FG : Dans leur majorité, les publics européens interrogés ont un fort niveau d'éducation, des pratiques culturelles supérieures à la moyenne, et beaucoup appartiennent aux catégories socio-professionnelles les plus élevées. Ils sont majoritairement jeunes (plus de la moitié ont moins de 35 ans), célibataires et présentent le profil-type des personnes maîtrisant leur temps et leurs loisirs, et profitant pleinement de l'offre culturelle qui leur est faite. La rue est un domaine relativement nouveau qui est intégré, au même titre que les autres sorties (théâtre, concert, expositions, cinéma), dans les habitudes de ces gros consommateurs de culture.
Cela dit, on trouve tous les niveaux d'étude et toutes les catégories socio-professionnelles parmi les personnes interrogées et, si les premiers constituent la majorité, on ne saurait considérer qu'ils représentent l'ensemble des spectateurs. Tout au plus peut-on dire que ce sont les plus cultivés qui savent le plus profiter des nouvelles offres. Mais il est très rassurant de voir que tous les publics se côtoient en rue, sans distinction.
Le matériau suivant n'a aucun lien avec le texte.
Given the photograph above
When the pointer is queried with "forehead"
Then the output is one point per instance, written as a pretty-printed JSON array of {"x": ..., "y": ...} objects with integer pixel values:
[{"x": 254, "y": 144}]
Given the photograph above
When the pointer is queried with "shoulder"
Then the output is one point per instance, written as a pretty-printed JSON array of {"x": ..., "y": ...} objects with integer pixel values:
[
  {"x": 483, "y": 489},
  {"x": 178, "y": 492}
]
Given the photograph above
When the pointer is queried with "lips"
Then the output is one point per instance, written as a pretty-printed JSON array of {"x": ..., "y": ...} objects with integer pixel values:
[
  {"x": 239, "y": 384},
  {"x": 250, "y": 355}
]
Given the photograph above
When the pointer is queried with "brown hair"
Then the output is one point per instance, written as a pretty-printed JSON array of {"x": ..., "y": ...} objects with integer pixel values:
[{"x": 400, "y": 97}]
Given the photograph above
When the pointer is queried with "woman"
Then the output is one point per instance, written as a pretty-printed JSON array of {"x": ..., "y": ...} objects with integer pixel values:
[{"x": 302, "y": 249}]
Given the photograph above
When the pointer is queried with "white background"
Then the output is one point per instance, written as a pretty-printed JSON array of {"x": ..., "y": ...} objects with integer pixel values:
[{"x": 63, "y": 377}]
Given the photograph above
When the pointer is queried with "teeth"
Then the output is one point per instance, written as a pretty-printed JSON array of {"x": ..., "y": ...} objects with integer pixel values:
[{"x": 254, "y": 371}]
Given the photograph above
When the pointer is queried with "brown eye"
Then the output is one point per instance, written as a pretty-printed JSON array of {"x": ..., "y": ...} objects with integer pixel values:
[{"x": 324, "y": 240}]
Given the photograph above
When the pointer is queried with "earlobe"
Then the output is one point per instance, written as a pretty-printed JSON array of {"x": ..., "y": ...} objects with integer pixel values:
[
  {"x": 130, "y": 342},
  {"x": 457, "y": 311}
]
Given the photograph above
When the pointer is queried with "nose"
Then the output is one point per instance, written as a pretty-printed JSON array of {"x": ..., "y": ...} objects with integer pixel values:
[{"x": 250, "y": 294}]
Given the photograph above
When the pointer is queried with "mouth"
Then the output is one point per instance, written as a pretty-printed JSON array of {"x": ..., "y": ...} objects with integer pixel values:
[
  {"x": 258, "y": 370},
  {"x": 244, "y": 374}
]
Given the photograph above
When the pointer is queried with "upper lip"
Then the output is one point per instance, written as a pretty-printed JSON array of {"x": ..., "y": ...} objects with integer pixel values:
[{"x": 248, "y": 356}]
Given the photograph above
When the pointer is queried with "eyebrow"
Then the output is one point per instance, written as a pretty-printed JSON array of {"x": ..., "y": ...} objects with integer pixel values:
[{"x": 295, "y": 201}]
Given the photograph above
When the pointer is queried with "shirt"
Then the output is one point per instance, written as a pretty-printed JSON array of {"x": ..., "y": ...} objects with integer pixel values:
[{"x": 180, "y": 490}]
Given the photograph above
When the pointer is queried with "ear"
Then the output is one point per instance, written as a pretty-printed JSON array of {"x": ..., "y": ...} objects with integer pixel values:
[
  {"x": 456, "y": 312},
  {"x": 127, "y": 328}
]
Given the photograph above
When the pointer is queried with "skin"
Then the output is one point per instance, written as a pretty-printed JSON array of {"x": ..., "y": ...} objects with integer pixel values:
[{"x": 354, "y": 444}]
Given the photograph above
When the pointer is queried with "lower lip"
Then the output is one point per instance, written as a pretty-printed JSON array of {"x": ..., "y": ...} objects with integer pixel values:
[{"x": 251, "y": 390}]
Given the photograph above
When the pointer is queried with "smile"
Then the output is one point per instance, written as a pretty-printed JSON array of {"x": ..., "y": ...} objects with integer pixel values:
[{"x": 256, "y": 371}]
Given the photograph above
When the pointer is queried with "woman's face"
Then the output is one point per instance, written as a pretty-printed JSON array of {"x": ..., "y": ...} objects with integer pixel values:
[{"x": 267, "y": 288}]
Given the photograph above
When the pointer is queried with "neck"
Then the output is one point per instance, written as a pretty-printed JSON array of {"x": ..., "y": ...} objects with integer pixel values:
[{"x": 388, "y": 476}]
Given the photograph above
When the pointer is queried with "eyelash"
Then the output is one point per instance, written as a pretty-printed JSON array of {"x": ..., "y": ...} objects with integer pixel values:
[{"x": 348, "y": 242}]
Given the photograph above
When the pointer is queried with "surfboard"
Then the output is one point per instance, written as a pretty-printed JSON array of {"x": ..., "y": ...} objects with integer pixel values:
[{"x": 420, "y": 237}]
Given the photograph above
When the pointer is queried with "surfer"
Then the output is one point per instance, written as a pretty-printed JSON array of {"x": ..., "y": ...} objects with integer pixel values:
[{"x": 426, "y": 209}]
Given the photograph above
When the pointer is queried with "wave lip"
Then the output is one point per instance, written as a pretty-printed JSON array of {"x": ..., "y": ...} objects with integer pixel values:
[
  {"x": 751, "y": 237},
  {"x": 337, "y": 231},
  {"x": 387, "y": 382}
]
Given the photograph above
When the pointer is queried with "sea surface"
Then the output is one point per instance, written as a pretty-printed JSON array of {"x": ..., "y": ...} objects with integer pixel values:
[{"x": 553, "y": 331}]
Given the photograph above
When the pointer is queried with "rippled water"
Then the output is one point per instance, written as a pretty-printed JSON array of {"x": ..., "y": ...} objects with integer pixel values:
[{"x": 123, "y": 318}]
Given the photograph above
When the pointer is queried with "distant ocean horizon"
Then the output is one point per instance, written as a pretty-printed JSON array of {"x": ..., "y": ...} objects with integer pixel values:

Flu : Quelles implications une telle composition socio-démographique et culturelle peut-elle avoir ?
FG : Je trouve ces résultats plutôt rassurants, en termes d'exigence que peuvent avoir les artistes qui décident de se produire dans la rue. Sous prétexte qu'ils s'adressent au public « population », certains regardent leurs pratiques comme du « bas art » - pour citer Jacques Livchine, directeur du Théâtre de l'Unité. Or, on voit bien qu'en rue comme en théâtre, en musique ou en danse, on a affaire à un public exigeant, à plus d'un titre. D'abord parce qu'il a des références « classiques », à force de fréquenter les institutions culturelles traditionnelles (salles de spectacle, cinémas, musées), mais aussi parce que toute une partie du public européen interrogé connaît (très) bien les arts de la rue. On trouve une forte proportion d'aficionados, forts consommateurs culturels ou au contraire sans quasi culture de sorties, qui fréquentent les autres festivals de rue et voient des spectacles de ce genre au cours de l'année.
De plus, les publics se disent habitués du festival où ils sont interrogés, et en tout cas, ils sont pour la plupart fidèles, car ils reviennent plusieurs années de suite. On n'est pas là, majoritairement, face à des personnes « surprises » dans leur quotidien par le spectacle ; au contraire, il s'agit de connaisseurs, forcément exigeants.

Flu : N'est-ce pas le fait de mener cette enquête au sein de festivals qui induit, en quelque sorte, le profil du public ?
FG : Aujourd'hui, quelles sont les formes de spectacles de rue qui peuvent se permettre de jouer dans les villes sans autorisation ? Les plus légères, souvent les plus sommaires. Les festivals (et il y en a des centaines en Europe, de type et de taille différents) sont les endroits où se produisent la plupart du temps les compagnies. C'est donc à ces publics particuliers, forgés au fil des rencontres estivales (comme les publics de salle se forgent tout au long de l'année et des programmations) que sont confrontées les propositions esthétiques. Mais il est vrai que ce type de rassemblement peut influer sur la réception des spectacles, au point que quand les publics qui disent « adorer les spectacles de rue », déclarent apprécier particulièrement « l'ambiance de fête » et le fait qu'ils peuvent partir quand ils veulent, on peut se demander ce qu'ils adorent vraiment : l'atmosphère du festival lui-même ou ce qui y est présenté ? Les enquêtes qui seront menées l'an prochain en France, dans le cadre du Temps fort de la rue, devraient permettre d'en savoir un peu plus.

* Plus de 8000 personnes ont été interrogées à Coganc (France), Gand et Namur (Belgique), Terschelling (Pays-Bas), Stockton (Royaume-Uni), Galway (Irlande), Ljubljana (Slovénie), Poznan (Pologne) et Sibiu (Roumanie). L'étude a été placée sous la responsabilité de Floriane Gaber, sous l'égide scientifique de Jean-Michel Guy, ingénieur de recherche au DEP du ministère de la Culture et de la Communication.